In other words, if I join a crowdsourcing community and then I recruit you to make contributions, if I earn a reward for bringing you in I'll be incentivized to find the best match between your skills and the community's needs. The proposal assumes that the usual crowdsourcing rules for reviewing contributions will remain in place. In other words, an obvious shill should still be found out and therefore I won't earn my rewards if I bring in shills.

I am already a heavy critic of leaving vital information collection and editing to the mob-mentality of the Wikipedias of the World Wide Web. These ad hoc groups are woefully inadequate and despite all the citations of "studies" that purport to show just how reliable Wikipedia information may be (compared to the Encyclopedia Britannica) the reality of crowdsourced information management is that the good information does not float to the top naturally. It cannot float to the top and in many situations (particularly with Wikipedia) it is blatantly prevented from floating to the top by the systemic processes that are intended to ensure that it floats to the top.

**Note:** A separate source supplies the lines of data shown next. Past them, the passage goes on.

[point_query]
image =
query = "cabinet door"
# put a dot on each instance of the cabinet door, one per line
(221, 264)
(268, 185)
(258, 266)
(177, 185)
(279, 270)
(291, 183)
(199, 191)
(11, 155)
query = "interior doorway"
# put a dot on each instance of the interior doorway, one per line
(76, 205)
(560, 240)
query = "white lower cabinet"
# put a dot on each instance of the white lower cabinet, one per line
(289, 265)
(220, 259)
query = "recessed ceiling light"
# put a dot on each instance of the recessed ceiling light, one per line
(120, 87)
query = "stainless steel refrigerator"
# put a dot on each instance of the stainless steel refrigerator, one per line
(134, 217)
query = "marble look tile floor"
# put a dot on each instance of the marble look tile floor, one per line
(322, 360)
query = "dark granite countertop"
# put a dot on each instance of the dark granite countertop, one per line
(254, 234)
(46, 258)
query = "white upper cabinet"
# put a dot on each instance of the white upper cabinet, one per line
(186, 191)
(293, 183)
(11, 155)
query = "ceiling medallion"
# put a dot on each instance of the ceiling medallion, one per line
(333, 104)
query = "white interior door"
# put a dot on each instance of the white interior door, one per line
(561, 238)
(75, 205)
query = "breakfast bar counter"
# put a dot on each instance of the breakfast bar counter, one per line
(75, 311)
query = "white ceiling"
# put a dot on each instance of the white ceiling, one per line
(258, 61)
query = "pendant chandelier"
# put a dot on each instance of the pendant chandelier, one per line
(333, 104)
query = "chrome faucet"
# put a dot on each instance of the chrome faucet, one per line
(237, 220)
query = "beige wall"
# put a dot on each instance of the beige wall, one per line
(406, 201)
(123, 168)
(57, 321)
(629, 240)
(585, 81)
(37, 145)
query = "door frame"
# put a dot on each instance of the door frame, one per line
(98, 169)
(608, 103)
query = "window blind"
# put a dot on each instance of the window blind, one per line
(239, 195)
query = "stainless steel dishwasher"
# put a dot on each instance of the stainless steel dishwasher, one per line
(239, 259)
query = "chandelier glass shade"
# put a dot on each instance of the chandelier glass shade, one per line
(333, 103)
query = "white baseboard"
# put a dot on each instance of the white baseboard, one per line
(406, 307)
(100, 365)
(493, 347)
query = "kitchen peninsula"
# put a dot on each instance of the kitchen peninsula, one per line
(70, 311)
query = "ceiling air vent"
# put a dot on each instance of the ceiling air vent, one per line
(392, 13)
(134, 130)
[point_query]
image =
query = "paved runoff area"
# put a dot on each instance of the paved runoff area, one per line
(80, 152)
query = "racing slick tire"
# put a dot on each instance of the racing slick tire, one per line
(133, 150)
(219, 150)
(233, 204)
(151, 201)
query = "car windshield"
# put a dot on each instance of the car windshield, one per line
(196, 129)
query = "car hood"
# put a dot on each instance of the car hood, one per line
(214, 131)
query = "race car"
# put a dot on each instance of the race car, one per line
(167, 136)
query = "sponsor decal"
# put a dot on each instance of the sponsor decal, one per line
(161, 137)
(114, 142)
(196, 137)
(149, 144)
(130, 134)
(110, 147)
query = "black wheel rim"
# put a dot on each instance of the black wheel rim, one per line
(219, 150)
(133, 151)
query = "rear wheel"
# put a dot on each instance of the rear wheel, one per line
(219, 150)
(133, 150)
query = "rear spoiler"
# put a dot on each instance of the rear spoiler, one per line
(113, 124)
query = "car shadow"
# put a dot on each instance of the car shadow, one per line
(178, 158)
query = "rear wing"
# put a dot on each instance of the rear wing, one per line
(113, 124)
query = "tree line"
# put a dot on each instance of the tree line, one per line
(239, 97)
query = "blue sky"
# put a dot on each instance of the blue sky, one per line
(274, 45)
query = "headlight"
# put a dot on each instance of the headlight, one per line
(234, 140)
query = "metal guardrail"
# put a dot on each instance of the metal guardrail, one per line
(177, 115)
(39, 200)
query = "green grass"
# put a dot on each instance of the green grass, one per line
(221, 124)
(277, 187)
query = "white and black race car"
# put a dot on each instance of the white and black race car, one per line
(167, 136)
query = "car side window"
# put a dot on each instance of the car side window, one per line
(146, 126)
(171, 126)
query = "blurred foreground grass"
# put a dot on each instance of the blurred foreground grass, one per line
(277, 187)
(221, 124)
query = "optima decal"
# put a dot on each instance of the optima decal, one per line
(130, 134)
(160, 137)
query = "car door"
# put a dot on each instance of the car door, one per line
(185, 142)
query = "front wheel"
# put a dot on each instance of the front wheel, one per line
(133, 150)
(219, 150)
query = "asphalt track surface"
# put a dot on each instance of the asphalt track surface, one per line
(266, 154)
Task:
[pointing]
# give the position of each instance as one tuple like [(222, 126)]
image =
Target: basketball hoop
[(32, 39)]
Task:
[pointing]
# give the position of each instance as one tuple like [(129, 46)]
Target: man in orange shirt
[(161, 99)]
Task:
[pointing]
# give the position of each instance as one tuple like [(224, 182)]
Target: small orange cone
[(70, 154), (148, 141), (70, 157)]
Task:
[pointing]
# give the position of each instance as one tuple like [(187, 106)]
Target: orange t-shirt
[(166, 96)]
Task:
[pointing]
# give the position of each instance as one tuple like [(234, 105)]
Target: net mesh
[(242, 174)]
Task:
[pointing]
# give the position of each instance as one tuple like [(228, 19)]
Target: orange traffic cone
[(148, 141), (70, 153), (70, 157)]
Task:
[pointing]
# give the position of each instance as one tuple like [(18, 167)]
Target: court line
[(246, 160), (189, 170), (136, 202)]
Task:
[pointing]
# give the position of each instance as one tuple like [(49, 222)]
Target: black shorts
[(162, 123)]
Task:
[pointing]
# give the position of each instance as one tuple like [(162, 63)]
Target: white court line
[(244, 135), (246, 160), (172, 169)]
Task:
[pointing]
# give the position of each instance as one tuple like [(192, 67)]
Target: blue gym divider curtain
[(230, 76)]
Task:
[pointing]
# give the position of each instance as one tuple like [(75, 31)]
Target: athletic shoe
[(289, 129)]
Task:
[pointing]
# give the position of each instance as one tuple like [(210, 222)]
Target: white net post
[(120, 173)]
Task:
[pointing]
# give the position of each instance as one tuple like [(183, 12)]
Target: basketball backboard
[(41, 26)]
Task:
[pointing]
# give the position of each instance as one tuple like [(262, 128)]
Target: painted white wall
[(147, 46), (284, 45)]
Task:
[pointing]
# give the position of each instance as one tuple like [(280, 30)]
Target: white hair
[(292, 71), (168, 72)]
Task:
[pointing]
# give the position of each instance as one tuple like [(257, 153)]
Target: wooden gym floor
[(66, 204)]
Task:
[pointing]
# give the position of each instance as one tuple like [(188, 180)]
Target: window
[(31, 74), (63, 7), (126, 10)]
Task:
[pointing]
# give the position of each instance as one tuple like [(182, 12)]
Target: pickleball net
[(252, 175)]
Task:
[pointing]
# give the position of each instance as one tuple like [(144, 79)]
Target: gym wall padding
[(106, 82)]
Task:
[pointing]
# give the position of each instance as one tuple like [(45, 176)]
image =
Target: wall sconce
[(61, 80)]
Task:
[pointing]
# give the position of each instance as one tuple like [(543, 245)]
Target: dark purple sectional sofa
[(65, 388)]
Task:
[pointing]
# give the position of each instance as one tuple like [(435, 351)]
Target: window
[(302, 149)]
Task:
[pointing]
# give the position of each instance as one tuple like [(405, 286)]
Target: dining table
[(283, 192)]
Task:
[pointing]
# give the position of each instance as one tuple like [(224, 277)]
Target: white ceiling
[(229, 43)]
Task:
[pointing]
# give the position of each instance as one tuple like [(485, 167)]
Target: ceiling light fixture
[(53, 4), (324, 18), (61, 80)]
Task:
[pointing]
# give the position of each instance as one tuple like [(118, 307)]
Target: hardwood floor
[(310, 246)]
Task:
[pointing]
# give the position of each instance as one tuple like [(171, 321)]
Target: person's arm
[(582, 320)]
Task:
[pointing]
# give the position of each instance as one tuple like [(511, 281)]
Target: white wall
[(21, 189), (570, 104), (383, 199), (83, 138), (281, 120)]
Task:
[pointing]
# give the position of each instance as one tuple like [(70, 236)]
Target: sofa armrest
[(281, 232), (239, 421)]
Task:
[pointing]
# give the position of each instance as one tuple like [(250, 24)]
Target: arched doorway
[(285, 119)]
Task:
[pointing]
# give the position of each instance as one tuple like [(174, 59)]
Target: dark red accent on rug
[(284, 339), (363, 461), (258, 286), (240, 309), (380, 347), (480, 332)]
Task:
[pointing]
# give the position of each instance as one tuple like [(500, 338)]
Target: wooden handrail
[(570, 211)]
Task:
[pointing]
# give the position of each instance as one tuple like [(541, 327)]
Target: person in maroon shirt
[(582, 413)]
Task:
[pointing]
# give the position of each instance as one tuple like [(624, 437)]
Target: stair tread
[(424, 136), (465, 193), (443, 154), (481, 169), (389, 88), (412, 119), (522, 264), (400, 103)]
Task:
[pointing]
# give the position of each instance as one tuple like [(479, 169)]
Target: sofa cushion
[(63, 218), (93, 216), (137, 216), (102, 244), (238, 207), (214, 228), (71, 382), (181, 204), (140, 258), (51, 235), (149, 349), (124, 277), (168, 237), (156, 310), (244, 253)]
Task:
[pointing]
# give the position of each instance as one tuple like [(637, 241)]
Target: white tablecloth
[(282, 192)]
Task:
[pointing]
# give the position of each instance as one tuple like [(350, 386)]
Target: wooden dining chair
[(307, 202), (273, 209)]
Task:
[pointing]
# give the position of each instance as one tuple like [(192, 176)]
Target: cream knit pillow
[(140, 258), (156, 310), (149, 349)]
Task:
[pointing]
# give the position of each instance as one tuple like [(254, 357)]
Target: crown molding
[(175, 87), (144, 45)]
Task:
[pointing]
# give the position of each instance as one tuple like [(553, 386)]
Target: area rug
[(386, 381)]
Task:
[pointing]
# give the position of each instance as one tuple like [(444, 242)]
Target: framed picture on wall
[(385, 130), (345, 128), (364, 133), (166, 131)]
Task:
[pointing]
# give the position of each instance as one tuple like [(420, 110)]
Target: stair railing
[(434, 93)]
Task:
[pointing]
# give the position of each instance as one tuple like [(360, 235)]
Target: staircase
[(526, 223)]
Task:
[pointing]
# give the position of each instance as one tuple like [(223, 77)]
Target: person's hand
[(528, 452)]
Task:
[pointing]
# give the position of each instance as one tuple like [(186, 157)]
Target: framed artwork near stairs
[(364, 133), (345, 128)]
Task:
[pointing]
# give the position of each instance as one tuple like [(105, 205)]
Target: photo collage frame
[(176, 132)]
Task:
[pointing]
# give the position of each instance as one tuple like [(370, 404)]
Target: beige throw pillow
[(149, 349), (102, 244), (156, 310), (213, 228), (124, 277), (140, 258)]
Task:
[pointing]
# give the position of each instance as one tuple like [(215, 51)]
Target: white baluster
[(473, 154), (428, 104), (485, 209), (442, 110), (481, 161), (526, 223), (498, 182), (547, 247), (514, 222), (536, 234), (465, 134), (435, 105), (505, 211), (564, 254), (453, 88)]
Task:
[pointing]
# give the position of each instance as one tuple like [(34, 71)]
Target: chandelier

Yahoo! and Stanford University researchers illustrated why this happens in a 2004 paper titled "Combatting Web Spam with TrustRank" in which they proposed using a "good seed set" of Website from which to begin crawling the Web. The good seed set was selected by an "expert" (they do not specify the criteria for determining who the expert is). The paper proposes that "Good" Websites are more likely to link to other "Good" websites and less likely to link to "Bad" Websites; hence, the inevitable inclusion of Web spam in a trusted crawl should happen much later than in a random crawl. It is now widely assumed that search engines follow this principle in some way today.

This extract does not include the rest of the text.